Back in the '50s, it was said that the success of the Japanese automobile industry was in large measure based on a management concept, introduced by Toyota in those years, called "just-in-time." Rather than storing a large inventory of parts that would be needed for the assembly line, they ordered the parts so that they would arrive just in time for the final assembly, thus saving the capital costs of maintaining a large inventory of parts and the cost of interest on this capital investment.

Management principles utilized in the automobile industry are surely not directly applicable to diplomatic processes, but one is, nevertheless, struck by the polar opposite of this concept being pioneered by the Olmert government, as it prepares for the Annapolis meeting and subsequent negotiations with Mahmoud Abbas.

They say that they are preparing to arrive at an agreement with Abbas, which will be put on the shelf. Not to be ready just in time for its implementation, or to be implemented on signing, but rather to lie there on the shelf until such time as the situation is deemed ripe for its implementation.

This innovative concept will no doubt go down in the annals of diplomatic history, and puzzle researchers for years to come. What logic is there in arriving at an agreement that is not based on the facts on the ground at the time the agreement is being signed? Who knows what the situation will be in the future? Why not be sure that the prevailing conditions are such as to justify the agreement, and just what is the shelf-life of such an agreement?

We may not know with certainty just what will be the shelf-life of any agreement reached in the wake of the Annapolis meeting, but one thing is sure - the life expectancy of the Olmert government and of Mahmoud Abbas' limited influence among the Palestinian population can be counted in months and not in years. This will be no more than a virtual negotiation. So it is really much ado about nothing.

In the meantime, another excuse has been added to the many excuses that have been offered this past year for Israel's not taking military action to move the Qassam rockets and mortar shells fired from Gaza out of range of civilian targets in the Negev.

First the inhabitants of Sderot were told that there is no "magic solution" to the problem. Then we heard repeated endlessly that there is no such thing as "one shot and it's over." Next came the idiotic excuse that said that, even if the Qassam rockets were put out of range, the terrorists would start using longer-range rockets.

Next came the mendacious excuse that we have already tried everything and nothing has stopped the Qassams from hitting Sderot, so why send the IDF into the Strip? Or, alternately, please be patient for a few years until the Qassam interception system has been developed and provides a protective umbrella to Sderot and other towns and villages in the western Negev.

Or worst of all, that the calculation shows that an IDF incursion into Gaza would result in more military casualties than the civilian casualties resulting from the Qassam rocketing of Sderot's civilian population.

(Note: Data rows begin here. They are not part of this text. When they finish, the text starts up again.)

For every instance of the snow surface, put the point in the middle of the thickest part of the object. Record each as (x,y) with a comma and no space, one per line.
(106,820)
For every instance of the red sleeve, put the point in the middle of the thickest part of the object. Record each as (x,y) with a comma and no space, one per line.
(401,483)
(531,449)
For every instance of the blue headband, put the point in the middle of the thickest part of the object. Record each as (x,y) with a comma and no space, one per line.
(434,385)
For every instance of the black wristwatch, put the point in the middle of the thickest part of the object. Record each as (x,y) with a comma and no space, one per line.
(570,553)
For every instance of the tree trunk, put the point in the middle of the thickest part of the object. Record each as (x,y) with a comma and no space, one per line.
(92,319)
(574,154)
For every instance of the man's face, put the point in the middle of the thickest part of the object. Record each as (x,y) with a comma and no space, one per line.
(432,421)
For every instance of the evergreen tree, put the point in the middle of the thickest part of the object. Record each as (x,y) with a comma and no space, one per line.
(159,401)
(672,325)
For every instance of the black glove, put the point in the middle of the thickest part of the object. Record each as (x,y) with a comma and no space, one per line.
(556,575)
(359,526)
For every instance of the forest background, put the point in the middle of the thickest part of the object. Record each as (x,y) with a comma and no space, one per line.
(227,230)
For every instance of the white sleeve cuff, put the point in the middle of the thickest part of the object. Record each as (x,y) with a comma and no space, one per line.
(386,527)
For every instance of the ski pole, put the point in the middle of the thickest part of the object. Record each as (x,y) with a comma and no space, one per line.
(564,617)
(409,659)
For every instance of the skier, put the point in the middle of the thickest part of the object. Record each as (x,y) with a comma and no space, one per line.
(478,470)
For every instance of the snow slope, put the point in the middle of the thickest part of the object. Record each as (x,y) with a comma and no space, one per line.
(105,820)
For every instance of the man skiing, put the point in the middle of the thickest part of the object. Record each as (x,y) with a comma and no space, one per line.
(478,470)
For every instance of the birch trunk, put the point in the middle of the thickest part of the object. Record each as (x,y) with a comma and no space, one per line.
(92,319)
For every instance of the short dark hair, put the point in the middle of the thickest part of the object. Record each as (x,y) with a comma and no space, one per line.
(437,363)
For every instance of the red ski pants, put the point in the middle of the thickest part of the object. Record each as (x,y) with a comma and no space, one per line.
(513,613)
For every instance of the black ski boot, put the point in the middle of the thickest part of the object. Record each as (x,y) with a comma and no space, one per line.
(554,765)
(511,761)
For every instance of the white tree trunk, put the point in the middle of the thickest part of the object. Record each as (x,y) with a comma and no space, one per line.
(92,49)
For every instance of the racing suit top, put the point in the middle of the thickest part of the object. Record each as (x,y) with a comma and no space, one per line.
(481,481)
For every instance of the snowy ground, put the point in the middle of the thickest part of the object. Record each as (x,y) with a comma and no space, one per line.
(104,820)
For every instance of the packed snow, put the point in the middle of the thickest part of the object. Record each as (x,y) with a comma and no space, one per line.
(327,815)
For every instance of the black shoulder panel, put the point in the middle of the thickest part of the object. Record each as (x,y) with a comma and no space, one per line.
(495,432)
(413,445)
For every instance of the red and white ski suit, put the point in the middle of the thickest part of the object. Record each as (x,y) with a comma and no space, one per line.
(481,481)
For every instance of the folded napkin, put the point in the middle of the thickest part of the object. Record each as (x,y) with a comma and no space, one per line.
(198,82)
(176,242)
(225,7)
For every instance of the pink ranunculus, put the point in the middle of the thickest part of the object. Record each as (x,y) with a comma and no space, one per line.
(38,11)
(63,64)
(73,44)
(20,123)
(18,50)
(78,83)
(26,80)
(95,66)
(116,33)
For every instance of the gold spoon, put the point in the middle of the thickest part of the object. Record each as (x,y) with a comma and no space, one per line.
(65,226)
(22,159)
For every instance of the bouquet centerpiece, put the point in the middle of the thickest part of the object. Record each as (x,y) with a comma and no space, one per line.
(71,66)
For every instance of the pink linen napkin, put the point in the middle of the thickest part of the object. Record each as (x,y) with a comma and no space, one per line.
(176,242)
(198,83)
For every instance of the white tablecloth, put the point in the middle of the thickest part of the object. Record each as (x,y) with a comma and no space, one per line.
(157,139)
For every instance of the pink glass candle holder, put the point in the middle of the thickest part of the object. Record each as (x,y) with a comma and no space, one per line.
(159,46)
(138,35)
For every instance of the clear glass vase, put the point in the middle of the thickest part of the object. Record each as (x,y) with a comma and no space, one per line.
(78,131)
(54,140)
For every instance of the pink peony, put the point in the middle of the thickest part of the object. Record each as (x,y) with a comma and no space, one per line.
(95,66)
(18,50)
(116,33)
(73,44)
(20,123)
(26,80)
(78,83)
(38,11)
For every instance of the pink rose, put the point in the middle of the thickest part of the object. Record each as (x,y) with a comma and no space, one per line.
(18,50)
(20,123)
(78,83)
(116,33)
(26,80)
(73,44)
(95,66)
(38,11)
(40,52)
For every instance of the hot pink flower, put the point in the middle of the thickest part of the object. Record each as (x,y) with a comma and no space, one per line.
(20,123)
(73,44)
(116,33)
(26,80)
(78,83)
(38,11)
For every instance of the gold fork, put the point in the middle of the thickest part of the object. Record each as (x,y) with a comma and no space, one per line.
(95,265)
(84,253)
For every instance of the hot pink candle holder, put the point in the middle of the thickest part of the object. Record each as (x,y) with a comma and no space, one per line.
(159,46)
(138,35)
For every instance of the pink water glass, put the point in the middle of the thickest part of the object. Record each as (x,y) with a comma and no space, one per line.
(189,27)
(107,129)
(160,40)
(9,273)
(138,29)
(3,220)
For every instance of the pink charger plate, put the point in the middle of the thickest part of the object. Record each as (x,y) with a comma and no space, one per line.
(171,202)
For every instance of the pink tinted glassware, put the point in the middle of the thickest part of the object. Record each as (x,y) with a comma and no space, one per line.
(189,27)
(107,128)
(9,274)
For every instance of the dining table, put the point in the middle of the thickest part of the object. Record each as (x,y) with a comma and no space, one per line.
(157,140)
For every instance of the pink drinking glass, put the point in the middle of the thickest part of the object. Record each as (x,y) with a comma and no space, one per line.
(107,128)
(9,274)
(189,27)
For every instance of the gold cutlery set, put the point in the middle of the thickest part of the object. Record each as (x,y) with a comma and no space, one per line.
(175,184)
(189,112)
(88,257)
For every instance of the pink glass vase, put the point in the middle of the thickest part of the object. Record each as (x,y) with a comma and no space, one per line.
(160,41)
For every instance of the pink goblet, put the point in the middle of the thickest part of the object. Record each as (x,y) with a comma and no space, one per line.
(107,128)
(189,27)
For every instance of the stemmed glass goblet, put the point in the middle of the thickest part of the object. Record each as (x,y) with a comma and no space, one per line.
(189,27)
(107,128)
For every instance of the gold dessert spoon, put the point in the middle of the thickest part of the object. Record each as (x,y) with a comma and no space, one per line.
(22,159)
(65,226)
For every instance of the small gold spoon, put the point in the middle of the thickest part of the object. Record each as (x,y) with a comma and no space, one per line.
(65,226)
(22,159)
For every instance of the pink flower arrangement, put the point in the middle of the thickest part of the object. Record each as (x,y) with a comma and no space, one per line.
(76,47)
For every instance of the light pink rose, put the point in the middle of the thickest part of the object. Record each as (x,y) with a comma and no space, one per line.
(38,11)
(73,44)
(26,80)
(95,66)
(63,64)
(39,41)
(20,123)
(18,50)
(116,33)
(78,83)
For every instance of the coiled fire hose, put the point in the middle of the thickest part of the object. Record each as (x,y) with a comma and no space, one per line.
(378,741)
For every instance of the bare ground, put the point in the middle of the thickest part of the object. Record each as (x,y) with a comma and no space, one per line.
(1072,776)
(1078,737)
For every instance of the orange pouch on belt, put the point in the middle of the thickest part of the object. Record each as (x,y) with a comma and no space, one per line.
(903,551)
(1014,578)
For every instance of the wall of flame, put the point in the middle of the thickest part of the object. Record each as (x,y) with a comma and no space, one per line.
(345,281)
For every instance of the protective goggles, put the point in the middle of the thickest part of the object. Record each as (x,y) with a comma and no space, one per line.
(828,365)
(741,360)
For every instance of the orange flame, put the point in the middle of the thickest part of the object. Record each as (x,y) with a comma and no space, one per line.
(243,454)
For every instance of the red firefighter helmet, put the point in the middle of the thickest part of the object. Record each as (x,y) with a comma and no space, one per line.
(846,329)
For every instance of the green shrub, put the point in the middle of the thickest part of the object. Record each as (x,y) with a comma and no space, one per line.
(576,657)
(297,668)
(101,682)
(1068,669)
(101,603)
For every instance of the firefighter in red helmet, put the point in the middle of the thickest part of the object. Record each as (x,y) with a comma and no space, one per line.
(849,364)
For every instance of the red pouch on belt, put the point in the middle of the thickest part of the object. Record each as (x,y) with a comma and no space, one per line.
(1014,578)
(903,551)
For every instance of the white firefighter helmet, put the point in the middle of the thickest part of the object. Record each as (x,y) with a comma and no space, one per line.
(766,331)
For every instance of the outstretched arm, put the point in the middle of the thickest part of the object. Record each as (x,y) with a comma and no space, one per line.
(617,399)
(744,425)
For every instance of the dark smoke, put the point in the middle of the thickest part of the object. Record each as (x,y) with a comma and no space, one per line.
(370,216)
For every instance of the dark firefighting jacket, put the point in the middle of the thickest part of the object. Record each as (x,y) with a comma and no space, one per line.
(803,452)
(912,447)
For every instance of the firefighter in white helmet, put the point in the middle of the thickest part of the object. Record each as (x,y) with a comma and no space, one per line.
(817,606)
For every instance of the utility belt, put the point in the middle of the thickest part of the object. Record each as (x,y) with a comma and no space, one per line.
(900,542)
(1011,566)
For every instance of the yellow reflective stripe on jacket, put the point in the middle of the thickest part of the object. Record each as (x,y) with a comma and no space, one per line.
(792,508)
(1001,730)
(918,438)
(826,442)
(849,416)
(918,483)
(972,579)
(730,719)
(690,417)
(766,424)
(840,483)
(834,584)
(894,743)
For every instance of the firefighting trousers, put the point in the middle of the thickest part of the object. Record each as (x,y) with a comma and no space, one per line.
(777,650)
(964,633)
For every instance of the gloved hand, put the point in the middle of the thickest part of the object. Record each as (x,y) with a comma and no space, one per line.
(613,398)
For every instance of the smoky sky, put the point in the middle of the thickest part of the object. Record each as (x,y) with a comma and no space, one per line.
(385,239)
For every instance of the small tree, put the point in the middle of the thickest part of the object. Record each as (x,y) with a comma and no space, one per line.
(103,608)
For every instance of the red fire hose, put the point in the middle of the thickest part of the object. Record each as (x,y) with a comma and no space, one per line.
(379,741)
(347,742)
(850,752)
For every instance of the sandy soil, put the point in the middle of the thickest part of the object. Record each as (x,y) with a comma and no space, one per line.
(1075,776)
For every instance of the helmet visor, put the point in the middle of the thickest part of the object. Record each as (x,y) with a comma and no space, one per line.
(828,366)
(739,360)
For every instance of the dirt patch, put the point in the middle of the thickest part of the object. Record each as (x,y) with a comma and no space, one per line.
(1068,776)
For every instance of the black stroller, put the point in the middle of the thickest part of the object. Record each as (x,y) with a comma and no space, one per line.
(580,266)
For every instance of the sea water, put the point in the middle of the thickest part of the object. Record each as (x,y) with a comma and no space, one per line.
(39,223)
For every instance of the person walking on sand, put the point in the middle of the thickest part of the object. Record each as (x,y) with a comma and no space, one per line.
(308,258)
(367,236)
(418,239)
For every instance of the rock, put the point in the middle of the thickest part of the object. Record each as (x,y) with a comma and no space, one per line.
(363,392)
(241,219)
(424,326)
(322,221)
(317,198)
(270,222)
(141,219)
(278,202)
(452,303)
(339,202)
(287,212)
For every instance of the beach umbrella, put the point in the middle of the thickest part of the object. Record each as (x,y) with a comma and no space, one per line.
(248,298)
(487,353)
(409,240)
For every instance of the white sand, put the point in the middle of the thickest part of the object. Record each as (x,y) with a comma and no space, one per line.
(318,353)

And now here comes Annapolis. Now the line is that nothing should be done that might disturb the atmosphere in the period leading up to the Annapolis summit. Isn't this far more important than the peace of mind of the citizens of Sderot?

Mahmoud Abbas is clearly not capable of implementing any agreement. We know it. He knows it. And Condoleezza Rice knows it. To the stupid claim that there is no harm in trying, the answer is that whereas the Annapolis process is in no way injurious to the Palestinian case, it weakens Israel's position when and if we finally sit down with some real, and not virtual, Palestinian representatives to negotiate. Everything will have already been conceded, and another lame excuse will have been added to the list explaining why the government is not fulfilling its duty to protect the citizens of the western Negev.